In other words, it was a ‘now or never’ situation. I didn’t see it then, but reality was that the end of an era was slowly approaching and it would happen with a ‘bang’ in the worst of ways possible.

 



The communication kept coming, but basically it remained via email, which started to bother me. I made a few attempts to call him, but it would go to voicemail and then he wouldn’t return my call.

It was that situation again where I felt I was making all the efforts to make anything happen. One early Saturday morning, though, there was a breakthrough. I was still sleeping when he called.

“You’re still in bed? I’ve been up since 8am. I gave breakfast to my kids, dropped them off at their mom’s, jogged for a while, and now I’m headed to the beach for a while. Have something pending to do with my daughter this afternoon.”

I haven’t said much myself and felt I was wasting my morning (and life) all together. “Sounds like an interesting day.” (Is this all I can really say?)

We kept doing the ‘small talk’ and, out of nowhere, I decided to give an explanation of what I felt about him way back then. I don’t know why I did it. I’ll blame it on being half awake or half asleep.

“I think my attraction to you was more that I wished I had what you had. The closeness to your family and intelligence were things I envied. By being with you I hoped those things would become part of my life.”

I had no recollection of how he responded or know if he actually internalized what I expressed. Our conversation had to end abruptly when he received a call from the hospital he works at.

I felt stupid after hanging up. What’s wrong with me? Why do I have to explain myself to him? Sounds like I wanted forgiveness for something I never did.

After all, he was the one who didn’t pay much attention to me at school, continued any contact with me after he graduated, or even after we saw each other years later. And now he’s pretty much behaving in the same way.

I’m giving this situation way too much thought when his actions are giving me the answers.

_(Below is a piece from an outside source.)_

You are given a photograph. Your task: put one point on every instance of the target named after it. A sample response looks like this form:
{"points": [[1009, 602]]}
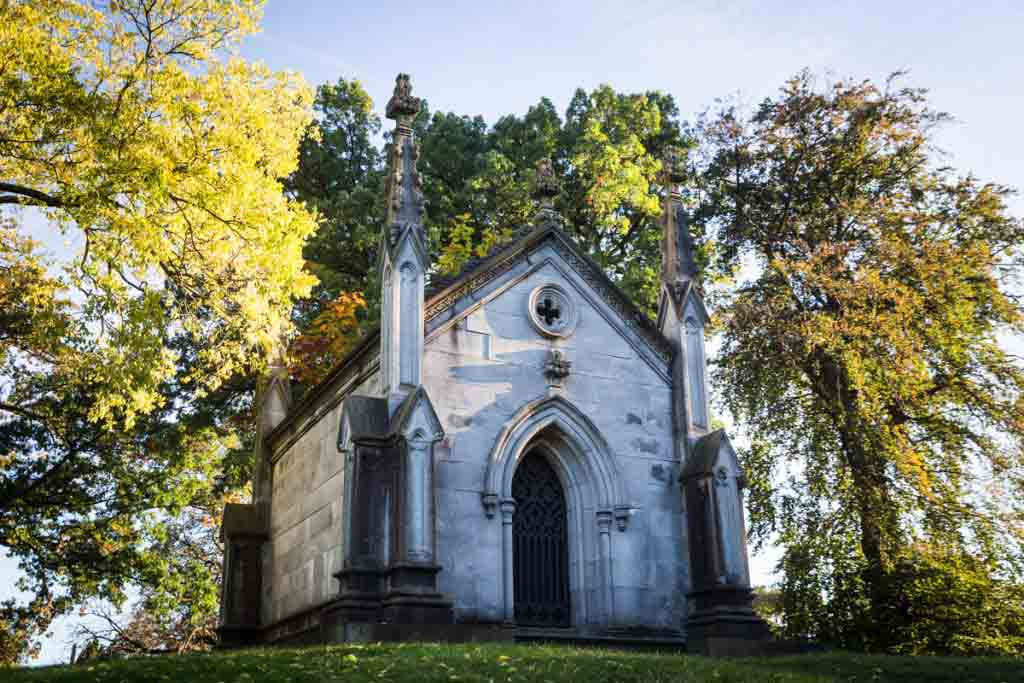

I was having my coffee when he sent me a photo. He took a selfie from inside his car in which he posed with a wacky face. The message read, ‘my dog took it.’ Guess this is his version of the sense of humor I was wondering about or didn’t knew existed.

The texts continued. ‘Saw this giant stingray while paddling.’ ‘Beautiful day.’ Now this is the beach guy I used to know.

I sort of felt happy for the conversation because I finally got it off my chest. But I didn’t get his side of the whole matter, so this is not yet concluded.

Question is: will that opportunity ever happen?